By David Moenning
Chief Investment Strategist
After one of the most dismal starts to almost any month on record, the market has certainly perked up a bit since the 18th of May. Although the same can't be said for Facebook (FB) or RIMM, the S&P 500 has been higher five of the last six sessions and has tacked on nearly 3% in the process. The 'little bounce that could' has helped to limit some of May's market misery as the S&P is now down just 4.68% on the month.
While that hardly seems like good news, let's keep in mind that our furry friends in the bear camp have pretty much had their way with stock prices until six days ago. The bears had "Grexit" on their side, as well as China data, Europe's economy and debt crisis, a crashing euro, diving commodities, and the idea that this year's BTE theme in the U.S. was really just a matter of good weather coming a little earlier than normal. In short, the bears had just about everything going their way.
However, we need to recognize that after a -7.8% dive to start things off on the wrong foot in May, the glass-is-at-least-half-empty crowd hasn't been able to do much with their recent opportunities. Each and every day there is bad news out of Europe as well as points east and west. For example, today we learned that Spain's Bankia is basically bankrupt and that the government's plan to use smoke and mirrors to bail them out isn't going to fly with the ECB. We learned that China's economic growth rate is likely to continue fall. We also learned that the Consumer Confidence in the U.S. is heading in the wrong direction and that housing prices aren't getting any better. And how did the market respond to that? With a triple-digit gain, of course.
Thus, it is important to recognize that we're seeing pretty decent 'pin action' right now. In other words, the bears appear to have the ammunition but the gun seems to be jammed. There has been no scary retest of the lows or another breakdown. There has been less worry about what might happen if the left-wingers in Greece prevail. And it is definitely worth noting that this year's edition of the Greek tragedy has had a less severe impact on our markets than the prior two (in 2010 stocks fell -16% and in 2011 they dove -19.4%).
The bulls contend that the support has held, that the market is oversold, and that sentiment has gotten entirely too negative.
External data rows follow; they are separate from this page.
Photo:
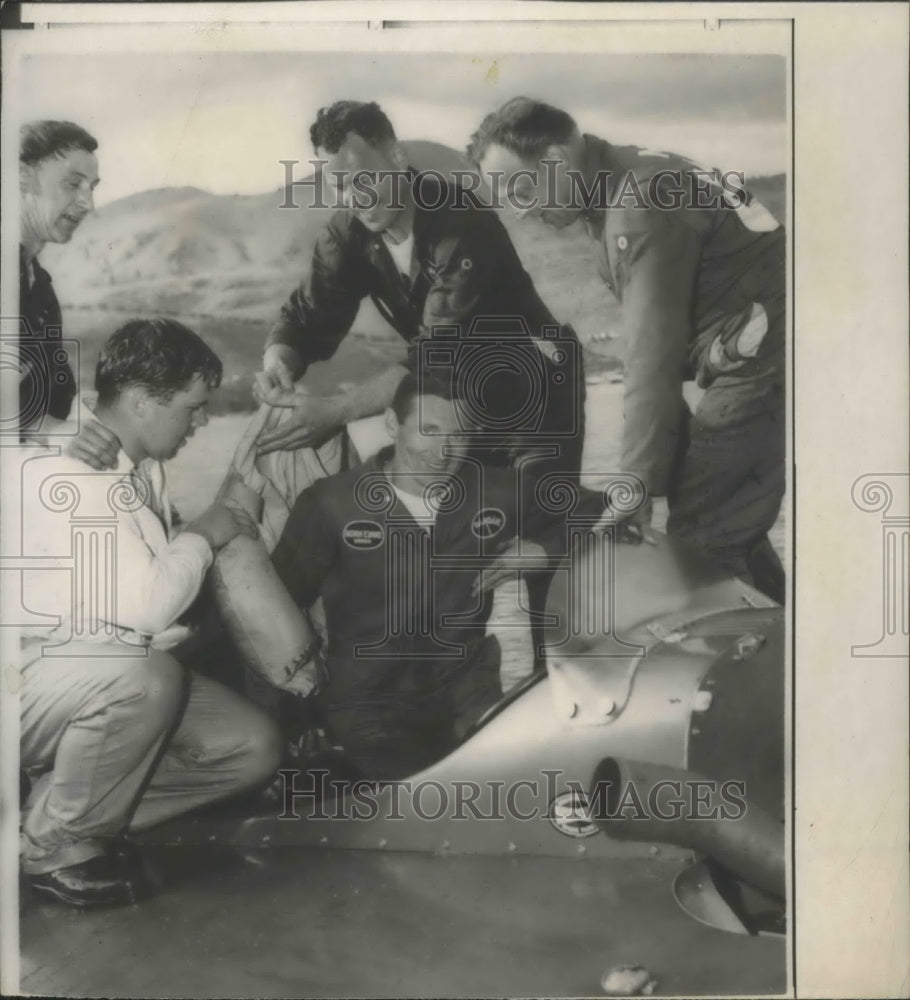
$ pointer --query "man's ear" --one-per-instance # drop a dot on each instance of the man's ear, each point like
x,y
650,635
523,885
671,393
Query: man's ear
x,y
391,424
26,178
399,156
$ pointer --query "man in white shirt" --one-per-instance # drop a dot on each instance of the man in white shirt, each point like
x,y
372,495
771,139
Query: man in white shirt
x,y
115,734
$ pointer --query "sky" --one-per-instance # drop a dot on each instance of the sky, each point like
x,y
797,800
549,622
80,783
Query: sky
x,y
223,121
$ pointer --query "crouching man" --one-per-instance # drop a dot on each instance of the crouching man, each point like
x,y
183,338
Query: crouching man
x,y
115,733
405,551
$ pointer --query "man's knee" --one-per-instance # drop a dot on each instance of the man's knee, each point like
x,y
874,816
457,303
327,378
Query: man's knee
x,y
261,751
154,685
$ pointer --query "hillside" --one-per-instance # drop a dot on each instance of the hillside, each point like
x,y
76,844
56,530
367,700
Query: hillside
x,y
225,264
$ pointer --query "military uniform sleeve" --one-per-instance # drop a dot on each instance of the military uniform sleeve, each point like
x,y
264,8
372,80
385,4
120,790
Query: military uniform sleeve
x,y
654,257
307,550
321,311
545,518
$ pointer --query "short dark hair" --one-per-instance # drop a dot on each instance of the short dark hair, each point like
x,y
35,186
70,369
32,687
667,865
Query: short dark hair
x,y
416,384
523,126
40,140
335,123
160,355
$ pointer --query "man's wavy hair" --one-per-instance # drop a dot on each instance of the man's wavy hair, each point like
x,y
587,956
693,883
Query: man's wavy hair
x,y
524,127
335,123
42,139
160,355
416,384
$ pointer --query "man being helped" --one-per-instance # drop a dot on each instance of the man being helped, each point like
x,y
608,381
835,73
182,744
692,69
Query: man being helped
x,y
429,257
699,270
114,732
405,551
Our heroes in horns also suggest that the U.S. remains the best house in the global investing neighborhood as far as risk is concerned and that as such, money will continue to flow into our markets. Thus, the chatter around the bull camp is that they have taken the bears' best shot and that the correction is now over.
However, before you run out and lever up that 'risk on' trade (UPRO, EEM, DBC, USO, JJC, JNK, and ONN) we need to remember that the current stock market environment remains rumor-driven. Keep in mind that while the early reports on Tuesday attributed the idea of more stimulative measures in China to the strength in European bourses and U.S. futures, it was really the rumor that the ECB was going to make an announcement about bank recapitalizations in Europe that really got things movin' on up in the U.S. Well that and the chant of "QE3! QE3! QE3!" that could be heard after each of the three disappointing economic reports here at home.
So, while the bulls can certainly take pride in their work over the past week or so, let's not lose sight of the fact that as long as traders continue to believe that another QE fix is a possibility, then all news can be considered good news. But if the rumors/headlines out of Europe take a turn for the worse, then the bulls might need some to time to regroup, rethink, and reassess.